As will be described below, as the arm 60 moves between the stored
position and the deployed position, the sensor 200 may move axially
along a holster axis 210, which may be substantially parallel to
the bracket axis 202. In certain embodiments, the sensor 200 may
have a freedom of axial movement of approximately 10 percent of the
sensor length. However, it should be appreciated that the
dimensions of the holster 140 may be particularly selected to allow
axial movement of approximately 5 percent of the sensor length,
approximately 15 percent of the sensor length, or any other
reasonable percentage of the sensor length. Providing room for
axial movement may reduce forces applied to the sensor tube 208,
which may increase the longevity of the sensor tube and hence the
reliability of data transfer to the bulkhead 66.
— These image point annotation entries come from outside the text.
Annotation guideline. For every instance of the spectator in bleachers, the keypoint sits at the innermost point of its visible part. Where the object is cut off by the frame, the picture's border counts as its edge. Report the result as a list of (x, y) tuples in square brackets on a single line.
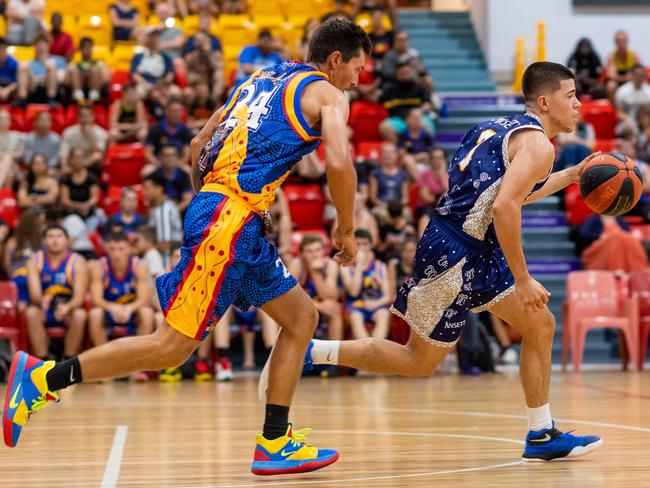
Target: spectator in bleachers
[(368, 290), (80, 191), (399, 97), (126, 219), (178, 187), (61, 42), (163, 215), (403, 53), (8, 73), (58, 283), (146, 248), (37, 79), (24, 21), (43, 141), (318, 275), (12, 144), (151, 66), (258, 56), (38, 188), (89, 77), (120, 290), (86, 135), (632, 95), (169, 131), (586, 66), (125, 20), (619, 64), (389, 182), (128, 118)]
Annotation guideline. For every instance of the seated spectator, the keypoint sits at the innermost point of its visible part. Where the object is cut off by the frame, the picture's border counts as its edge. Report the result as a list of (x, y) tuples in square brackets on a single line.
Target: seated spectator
[(86, 135), (586, 66), (43, 141), (126, 219), (389, 182), (574, 146), (128, 118), (62, 44), (205, 65), (258, 56), (12, 144), (619, 64), (368, 290), (169, 131), (58, 283), (8, 73), (399, 97), (318, 275), (80, 191), (89, 77), (119, 286), (163, 215), (632, 95), (151, 66), (37, 79), (178, 187), (24, 21), (125, 20), (145, 245), (38, 188)]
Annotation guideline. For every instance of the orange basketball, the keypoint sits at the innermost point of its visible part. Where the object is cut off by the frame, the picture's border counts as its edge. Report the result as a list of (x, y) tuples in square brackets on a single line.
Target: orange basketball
[(611, 184)]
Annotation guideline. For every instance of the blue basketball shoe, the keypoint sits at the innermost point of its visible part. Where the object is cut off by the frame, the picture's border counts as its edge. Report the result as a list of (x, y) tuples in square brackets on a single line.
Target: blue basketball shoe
[(548, 444)]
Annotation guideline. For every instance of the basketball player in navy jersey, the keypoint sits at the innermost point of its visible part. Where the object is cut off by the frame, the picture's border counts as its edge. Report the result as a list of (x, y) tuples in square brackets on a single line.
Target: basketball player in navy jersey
[(470, 257)]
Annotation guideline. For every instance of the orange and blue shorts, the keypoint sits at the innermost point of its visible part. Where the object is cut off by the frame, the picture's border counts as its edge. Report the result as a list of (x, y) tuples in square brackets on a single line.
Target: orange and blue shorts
[(224, 260)]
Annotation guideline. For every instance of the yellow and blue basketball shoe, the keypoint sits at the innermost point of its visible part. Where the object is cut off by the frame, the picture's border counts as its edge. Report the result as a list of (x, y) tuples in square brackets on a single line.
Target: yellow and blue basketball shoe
[(548, 444), (289, 454), (27, 392)]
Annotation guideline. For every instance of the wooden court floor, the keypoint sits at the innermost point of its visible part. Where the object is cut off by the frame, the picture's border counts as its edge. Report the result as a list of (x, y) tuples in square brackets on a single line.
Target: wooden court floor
[(445, 431)]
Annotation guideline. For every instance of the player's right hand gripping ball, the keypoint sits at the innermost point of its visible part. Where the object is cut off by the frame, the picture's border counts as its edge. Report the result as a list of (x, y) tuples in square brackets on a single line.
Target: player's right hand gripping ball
[(611, 184)]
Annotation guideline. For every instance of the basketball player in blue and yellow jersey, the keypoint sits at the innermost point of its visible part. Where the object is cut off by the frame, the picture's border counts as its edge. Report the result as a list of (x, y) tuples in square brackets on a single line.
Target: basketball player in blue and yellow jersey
[(57, 280), (119, 286), (240, 158), (470, 257)]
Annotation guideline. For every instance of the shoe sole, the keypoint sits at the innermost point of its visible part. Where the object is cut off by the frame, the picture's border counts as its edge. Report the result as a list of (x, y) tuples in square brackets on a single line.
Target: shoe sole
[(575, 452), (18, 362), (302, 468)]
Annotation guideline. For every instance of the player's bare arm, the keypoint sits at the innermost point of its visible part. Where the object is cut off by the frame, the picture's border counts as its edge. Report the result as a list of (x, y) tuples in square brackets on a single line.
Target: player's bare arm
[(531, 155)]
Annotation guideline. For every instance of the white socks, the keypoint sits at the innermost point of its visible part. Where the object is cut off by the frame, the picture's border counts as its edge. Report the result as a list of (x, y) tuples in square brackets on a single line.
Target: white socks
[(325, 352), (539, 418)]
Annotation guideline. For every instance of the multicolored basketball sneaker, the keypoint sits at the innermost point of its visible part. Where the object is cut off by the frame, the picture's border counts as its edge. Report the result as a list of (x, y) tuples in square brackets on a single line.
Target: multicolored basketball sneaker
[(289, 454), (548, 444), (27, 392)]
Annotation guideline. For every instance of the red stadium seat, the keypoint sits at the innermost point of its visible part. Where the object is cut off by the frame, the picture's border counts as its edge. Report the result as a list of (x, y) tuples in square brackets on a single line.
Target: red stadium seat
[(602, 116), (12, 326), (594, 302), (125, 162), (364, 119), (306, 204)]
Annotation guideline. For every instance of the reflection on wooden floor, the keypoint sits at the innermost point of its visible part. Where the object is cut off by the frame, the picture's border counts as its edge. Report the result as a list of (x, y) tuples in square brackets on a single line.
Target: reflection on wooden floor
[(444, 431)]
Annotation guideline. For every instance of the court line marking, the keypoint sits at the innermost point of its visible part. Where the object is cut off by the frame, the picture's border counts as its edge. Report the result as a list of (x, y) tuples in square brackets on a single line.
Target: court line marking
[(114, 463)]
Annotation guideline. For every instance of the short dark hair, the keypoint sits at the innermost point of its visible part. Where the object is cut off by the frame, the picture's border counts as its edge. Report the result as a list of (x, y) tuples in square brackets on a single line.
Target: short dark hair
[(543, 77), (338, 35), (55, 227), (362, 234)]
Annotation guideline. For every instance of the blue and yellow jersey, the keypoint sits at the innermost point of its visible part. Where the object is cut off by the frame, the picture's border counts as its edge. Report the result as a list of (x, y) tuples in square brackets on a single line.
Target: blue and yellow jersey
[(261, 135), (122, 289), (56, 281)]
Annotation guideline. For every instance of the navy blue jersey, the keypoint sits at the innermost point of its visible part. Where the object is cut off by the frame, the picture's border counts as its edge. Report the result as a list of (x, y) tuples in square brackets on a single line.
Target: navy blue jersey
[(476, 173)]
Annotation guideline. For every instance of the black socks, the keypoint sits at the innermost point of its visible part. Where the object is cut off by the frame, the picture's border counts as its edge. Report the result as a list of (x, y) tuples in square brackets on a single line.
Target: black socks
[(276, 421), (64, 374)]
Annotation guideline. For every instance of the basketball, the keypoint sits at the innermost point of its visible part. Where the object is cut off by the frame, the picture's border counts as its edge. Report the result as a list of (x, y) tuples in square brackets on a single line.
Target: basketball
[(611, 184)]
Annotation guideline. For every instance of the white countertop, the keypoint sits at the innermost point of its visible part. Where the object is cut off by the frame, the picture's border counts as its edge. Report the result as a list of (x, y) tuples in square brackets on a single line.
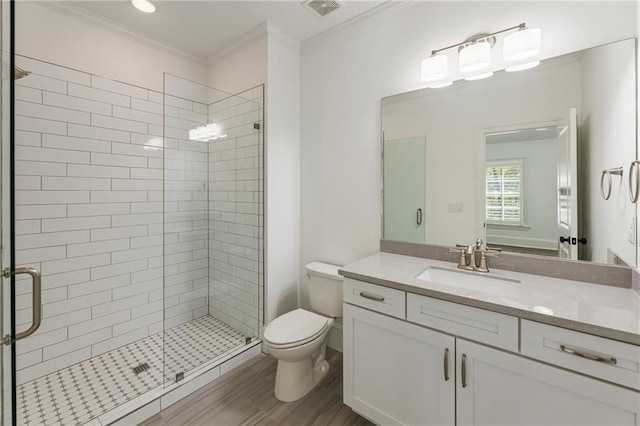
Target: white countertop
[(597, 309)]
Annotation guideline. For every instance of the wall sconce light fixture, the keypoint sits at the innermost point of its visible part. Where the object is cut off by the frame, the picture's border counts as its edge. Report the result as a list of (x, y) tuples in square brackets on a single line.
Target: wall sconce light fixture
[(206, 133), (474, 55)]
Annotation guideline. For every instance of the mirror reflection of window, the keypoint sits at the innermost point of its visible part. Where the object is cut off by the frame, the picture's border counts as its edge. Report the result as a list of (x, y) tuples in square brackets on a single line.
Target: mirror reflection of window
[(521, 201), (504, 192), (599, 84)]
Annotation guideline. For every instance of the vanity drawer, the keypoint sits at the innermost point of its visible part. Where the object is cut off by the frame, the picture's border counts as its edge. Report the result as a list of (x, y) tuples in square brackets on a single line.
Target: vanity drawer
[(375, 297), (487, 327), (606, 359)]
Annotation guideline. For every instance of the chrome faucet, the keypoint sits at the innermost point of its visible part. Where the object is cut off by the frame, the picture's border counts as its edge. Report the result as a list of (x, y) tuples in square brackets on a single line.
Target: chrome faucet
[(467, 258)]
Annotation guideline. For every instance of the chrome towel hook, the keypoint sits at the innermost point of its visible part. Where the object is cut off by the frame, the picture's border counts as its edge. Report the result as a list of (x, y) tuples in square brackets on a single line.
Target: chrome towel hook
[(608, 172), (634, 190)]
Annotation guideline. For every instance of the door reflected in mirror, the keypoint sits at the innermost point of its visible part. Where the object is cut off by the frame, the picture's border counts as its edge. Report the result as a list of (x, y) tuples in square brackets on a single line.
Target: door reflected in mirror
[(516, 159)]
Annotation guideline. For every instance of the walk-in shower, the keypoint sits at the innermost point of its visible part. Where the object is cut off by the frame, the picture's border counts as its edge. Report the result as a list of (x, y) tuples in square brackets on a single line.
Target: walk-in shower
[(143, 211)]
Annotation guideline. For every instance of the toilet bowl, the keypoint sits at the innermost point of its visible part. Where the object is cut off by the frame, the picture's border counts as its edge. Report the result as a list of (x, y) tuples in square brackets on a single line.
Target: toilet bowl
[(298, 339)]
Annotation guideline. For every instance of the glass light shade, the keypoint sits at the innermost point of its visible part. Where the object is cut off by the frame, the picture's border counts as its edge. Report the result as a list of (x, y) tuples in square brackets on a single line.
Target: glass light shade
[(435, 67), (522, 67), (480, 76), (522, 44), (475, 57), (143, 6), (440, 85)]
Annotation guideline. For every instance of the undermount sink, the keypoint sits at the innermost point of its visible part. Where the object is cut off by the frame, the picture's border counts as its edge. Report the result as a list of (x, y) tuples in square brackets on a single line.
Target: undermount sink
[(476, 281)]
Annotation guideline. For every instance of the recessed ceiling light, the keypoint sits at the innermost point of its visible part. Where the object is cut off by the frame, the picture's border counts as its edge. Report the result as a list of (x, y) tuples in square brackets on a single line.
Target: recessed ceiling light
[(143, 6)]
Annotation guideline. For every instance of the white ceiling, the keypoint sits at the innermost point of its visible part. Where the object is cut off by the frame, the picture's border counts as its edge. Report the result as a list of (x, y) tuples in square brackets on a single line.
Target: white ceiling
[(204, 28)]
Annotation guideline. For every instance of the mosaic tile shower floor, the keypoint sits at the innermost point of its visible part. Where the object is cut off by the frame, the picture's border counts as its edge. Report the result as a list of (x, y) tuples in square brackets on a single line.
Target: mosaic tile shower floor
[(81, 392)]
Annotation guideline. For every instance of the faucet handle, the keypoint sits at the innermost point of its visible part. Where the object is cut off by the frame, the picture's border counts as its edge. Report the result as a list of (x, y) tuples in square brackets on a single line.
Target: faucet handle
[(461, 250)]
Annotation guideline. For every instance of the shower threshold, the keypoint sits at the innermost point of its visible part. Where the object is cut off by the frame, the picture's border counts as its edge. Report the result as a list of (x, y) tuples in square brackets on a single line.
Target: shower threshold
[(102, 389)]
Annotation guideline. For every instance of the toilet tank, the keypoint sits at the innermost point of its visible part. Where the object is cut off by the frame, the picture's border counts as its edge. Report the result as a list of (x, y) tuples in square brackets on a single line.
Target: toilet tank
[(325, 288)]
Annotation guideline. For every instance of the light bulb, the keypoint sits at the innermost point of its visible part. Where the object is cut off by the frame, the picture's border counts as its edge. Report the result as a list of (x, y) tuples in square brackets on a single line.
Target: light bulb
[(441, 85), (143, 6), (479, 76), (523, 67)]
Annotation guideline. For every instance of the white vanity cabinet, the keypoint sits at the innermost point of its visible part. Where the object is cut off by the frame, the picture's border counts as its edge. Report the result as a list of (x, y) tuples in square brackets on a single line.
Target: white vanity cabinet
[(500, 388), (395, 371)]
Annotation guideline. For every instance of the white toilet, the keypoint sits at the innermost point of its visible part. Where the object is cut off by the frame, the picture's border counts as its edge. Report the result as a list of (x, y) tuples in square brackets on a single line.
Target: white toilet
[(298, 339)]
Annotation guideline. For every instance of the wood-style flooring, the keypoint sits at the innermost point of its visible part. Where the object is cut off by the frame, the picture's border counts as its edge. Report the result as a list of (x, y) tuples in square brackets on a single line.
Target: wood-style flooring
[(245, 397)]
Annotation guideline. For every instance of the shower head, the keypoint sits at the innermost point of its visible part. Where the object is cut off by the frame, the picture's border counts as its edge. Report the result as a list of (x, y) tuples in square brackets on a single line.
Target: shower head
[(19, 73)]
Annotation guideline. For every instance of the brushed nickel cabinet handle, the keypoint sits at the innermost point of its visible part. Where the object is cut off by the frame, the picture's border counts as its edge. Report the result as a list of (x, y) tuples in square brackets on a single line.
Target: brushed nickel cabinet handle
[(371, 296), (464, 370), (446, 365), (587, 355), (36, 300)]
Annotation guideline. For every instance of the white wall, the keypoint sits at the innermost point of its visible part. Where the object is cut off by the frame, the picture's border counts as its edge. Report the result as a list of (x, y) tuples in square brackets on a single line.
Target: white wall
[(345, 75), (608, 127), (242, 65), (283, 173), (273, 59), (45, 33)]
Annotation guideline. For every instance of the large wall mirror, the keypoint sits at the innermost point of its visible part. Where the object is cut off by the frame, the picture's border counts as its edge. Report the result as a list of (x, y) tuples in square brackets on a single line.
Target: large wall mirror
[(518, 159)]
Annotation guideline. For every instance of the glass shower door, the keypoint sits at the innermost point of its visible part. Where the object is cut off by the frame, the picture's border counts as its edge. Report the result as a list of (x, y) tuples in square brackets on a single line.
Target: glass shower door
[(7, 400), (213, 224)]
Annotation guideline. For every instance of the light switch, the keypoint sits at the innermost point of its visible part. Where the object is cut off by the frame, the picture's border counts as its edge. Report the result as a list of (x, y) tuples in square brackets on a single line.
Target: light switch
[(455, 207)]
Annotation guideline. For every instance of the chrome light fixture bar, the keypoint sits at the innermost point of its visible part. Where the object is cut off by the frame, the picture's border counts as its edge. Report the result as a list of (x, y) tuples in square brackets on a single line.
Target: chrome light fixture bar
[(474, 55)]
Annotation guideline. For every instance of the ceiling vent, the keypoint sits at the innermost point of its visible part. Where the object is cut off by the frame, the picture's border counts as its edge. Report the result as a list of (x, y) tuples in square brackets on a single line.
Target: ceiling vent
[(322, 8)]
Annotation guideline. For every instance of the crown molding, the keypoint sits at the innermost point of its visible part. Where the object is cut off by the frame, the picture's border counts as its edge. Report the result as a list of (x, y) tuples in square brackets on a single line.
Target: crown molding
[(76, 12), (387, 8), (278, 33), (255, 34)]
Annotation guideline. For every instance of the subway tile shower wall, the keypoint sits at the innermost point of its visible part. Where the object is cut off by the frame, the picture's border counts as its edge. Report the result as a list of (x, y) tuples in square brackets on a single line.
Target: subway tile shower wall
[(236, 214), (89, 215)]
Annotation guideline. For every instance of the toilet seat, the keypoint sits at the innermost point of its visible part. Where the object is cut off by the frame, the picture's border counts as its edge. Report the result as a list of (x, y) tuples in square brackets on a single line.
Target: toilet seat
[(295, 328)]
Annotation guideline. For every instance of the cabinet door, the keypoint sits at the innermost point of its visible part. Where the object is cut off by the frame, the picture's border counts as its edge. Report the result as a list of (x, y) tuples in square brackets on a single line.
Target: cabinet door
[(505, 389), (394, 372)]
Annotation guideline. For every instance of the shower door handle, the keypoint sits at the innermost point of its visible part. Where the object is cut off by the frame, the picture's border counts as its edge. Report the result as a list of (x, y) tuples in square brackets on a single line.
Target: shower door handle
[(36, 300)]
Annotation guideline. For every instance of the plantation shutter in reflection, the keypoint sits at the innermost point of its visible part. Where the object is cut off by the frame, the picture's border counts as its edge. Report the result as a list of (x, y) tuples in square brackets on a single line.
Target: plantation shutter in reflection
[(504, 192)]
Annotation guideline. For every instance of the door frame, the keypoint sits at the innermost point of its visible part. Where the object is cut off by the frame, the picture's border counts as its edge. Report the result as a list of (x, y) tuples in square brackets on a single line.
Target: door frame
[(480, 135)]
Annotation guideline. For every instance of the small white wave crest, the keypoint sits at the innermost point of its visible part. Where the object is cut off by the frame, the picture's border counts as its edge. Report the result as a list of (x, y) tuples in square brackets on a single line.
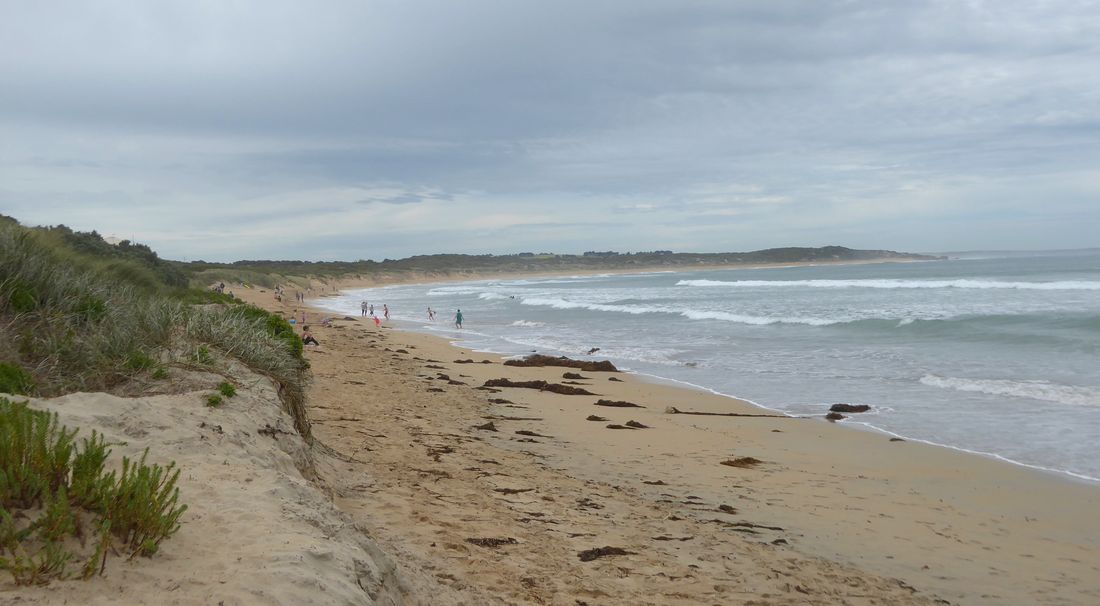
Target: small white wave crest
[(527, 323), (1034, 389), (981, 284)]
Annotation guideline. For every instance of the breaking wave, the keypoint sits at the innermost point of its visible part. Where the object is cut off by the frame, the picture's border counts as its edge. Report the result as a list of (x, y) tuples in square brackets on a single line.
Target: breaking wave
[(979, 284), (1034, 389)]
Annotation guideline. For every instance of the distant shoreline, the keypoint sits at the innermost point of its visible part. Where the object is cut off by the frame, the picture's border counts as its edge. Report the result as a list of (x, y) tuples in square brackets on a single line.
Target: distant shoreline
[(428, 277)]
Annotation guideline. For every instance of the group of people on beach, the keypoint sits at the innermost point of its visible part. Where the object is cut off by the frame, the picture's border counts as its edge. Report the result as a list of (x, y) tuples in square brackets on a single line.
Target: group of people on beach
[(366, 309), (458, 317)]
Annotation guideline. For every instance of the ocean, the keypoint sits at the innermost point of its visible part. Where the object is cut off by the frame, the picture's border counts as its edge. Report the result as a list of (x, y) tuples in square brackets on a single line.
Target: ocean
[(993, 353)]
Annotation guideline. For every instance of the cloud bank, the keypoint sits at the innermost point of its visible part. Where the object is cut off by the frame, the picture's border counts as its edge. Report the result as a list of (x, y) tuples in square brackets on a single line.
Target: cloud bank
[(381, 129)]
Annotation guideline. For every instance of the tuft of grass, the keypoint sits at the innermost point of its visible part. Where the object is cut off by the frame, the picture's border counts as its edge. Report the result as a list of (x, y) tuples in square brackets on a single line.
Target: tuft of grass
[(201, 355), (48, 484), (14, 379), (87, 316), (140, 361)]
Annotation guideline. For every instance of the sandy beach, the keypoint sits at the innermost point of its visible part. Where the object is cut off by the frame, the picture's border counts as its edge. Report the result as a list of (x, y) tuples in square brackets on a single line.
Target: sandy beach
[(828, 515), (425, 486)]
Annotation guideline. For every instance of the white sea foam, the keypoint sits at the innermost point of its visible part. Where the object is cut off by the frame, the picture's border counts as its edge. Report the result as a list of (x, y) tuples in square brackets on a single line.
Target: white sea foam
[(527, 323), (563, 304), (690, 313), (1034, 389), (979, 284)]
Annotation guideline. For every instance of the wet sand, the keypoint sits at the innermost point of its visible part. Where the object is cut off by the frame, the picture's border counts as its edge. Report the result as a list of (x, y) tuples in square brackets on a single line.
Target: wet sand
[(829, 515)]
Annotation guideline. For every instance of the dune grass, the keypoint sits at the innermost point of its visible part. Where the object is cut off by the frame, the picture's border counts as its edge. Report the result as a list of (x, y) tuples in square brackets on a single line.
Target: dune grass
[(55, 495), (76, 315)]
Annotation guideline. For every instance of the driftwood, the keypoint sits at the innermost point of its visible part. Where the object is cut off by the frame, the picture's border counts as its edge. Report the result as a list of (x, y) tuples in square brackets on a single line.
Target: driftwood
[(538, 360), (540, 385), (618, 404), (493, 543), (674, 410), (744, 462), (591, 554)]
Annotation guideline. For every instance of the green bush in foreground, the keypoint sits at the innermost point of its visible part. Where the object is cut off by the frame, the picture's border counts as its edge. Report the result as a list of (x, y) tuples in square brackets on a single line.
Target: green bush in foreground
[(55, 494), (14, 379), (227, 388)]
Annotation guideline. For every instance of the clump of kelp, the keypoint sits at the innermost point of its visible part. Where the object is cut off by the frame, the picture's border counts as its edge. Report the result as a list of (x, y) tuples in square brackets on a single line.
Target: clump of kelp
[(77, 313)]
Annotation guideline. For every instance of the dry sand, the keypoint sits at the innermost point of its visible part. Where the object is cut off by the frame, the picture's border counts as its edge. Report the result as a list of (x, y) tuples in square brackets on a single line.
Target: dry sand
[(833, 515), (409, 502)]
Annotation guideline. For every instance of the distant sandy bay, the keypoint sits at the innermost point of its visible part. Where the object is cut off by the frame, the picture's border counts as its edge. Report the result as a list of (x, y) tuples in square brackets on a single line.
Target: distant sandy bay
[(828, 515)]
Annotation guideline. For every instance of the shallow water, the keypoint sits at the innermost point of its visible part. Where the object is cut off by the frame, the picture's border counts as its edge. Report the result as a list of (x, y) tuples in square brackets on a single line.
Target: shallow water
[(994, 353)]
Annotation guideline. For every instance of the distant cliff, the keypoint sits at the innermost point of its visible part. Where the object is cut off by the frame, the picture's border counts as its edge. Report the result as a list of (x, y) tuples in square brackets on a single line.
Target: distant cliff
[(457, 264)]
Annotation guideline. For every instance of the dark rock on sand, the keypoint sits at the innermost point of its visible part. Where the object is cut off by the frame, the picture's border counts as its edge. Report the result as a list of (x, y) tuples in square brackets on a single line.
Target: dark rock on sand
[(744, 462), (493, 543), (849, 408), (618, 404), (591, 554), (538, 360), (540, 385)]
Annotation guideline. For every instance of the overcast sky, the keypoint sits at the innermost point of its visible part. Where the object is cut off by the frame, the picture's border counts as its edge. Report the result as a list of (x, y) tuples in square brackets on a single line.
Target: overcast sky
[(371, 129)]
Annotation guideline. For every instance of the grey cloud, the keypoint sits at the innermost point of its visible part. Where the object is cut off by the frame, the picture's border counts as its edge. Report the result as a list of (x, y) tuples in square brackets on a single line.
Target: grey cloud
[(616, 109)]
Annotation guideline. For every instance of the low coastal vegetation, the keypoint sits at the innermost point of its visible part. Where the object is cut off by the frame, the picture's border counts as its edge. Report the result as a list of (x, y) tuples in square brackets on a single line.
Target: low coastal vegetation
[(271, 273), (77, 313), (59, 507), (80, 315)]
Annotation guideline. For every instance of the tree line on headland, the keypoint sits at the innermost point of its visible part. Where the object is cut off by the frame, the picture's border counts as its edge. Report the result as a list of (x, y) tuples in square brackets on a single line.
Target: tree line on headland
[(140, 263)]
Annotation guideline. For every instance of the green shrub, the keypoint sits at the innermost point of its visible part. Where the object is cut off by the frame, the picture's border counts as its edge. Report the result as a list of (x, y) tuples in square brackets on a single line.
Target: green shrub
[(22, 299), (201, 355), (14, 379), (140, 361), (46, 481)]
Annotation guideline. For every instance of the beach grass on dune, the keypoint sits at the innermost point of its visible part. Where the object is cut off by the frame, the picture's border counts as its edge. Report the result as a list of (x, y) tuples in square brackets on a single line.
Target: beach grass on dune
[(77, 315)]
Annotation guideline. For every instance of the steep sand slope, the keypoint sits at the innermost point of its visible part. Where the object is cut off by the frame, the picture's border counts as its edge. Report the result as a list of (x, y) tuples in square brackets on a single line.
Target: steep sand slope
[(256, 531)]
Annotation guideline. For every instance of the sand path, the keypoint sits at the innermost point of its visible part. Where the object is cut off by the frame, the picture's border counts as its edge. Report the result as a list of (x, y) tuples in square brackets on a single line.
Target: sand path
[(831, 516)]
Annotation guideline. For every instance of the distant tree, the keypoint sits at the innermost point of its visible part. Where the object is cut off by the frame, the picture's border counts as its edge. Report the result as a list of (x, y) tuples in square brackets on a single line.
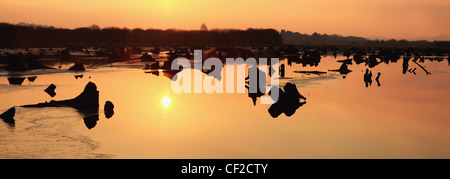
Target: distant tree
[(94, 27)]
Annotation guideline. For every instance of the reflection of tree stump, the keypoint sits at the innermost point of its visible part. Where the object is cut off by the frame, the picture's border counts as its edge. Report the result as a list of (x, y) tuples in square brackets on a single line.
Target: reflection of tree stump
[(8, 116)]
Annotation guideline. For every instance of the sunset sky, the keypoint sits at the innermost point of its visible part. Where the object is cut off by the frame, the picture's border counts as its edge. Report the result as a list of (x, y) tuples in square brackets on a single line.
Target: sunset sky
[(367, 18)]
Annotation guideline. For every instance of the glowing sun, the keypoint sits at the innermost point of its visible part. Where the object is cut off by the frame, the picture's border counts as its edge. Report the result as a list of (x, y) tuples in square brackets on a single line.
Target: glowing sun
[(166, 101)]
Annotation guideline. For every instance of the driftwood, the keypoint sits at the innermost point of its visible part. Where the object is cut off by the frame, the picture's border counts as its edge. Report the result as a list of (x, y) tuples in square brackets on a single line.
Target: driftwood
[(423, 68)]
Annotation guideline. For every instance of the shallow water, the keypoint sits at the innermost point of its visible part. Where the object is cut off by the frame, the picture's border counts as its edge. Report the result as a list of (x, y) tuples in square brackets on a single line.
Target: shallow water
[(405, 117)]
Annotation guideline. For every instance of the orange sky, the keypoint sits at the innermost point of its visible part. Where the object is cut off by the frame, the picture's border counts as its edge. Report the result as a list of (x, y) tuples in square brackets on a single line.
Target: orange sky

FIG. 8 is a rear perspective view of the bracket 120 in the
deployed position. In the illustrated embodiment, the bracket 120
is coupled to the telescoping section 94, for example to the first
section 100, and rides or moves along with the link arm 86. That
is, as the arm 60 transitions to the extended position the bracket
120 may drop such that the second end 138 moves radially inward
toward the tool string axis 62. As a result, the sensors 200 are
arranged within the flow path through the annulus. Movement of the
bracket 120 is enabled via rotation about the pivot axis 132. As
described above, in various embodiments the telescoping section 94
remains substantially parallel to the tool string axis 62 as the
arm 60 moves to the extended position. In contrast, the holster
axis 210 transitions such that it is arranged at an angle 220
relative to the tool string axis 62 when the bracket is in the
deployed position.
In various embodiments, the bracket 120 may be coupled or otherwise
arranged along the link arm 86 such that movement of the link arm
86 is substantially translated to the bracket 120. For example, the
bracket 120 may move toward the deployed position as the link arm
86 moves toward the extended position and the bracket 120 may move
toward the stowed position as the link arm 86 moves toward the
stored position. In various embodiments, the chamfers, bevels, and
other features may facilitate coupling or interaction between the
various components. For example, the beveled edges 146 may guide
the bracket 120 back into the stowed position.
Although the technology herein has been described with reference to
particular embodiments, it is to be understood that these
embodiments are merely illustrative of the principles and
applications of the present technology. It is therefore to be
understood that numerous modifications may be made to the
illustrative embodiments and that other arrangements may be devised
without departing from the spirit and scope of the present
technology as defined by the appended claims.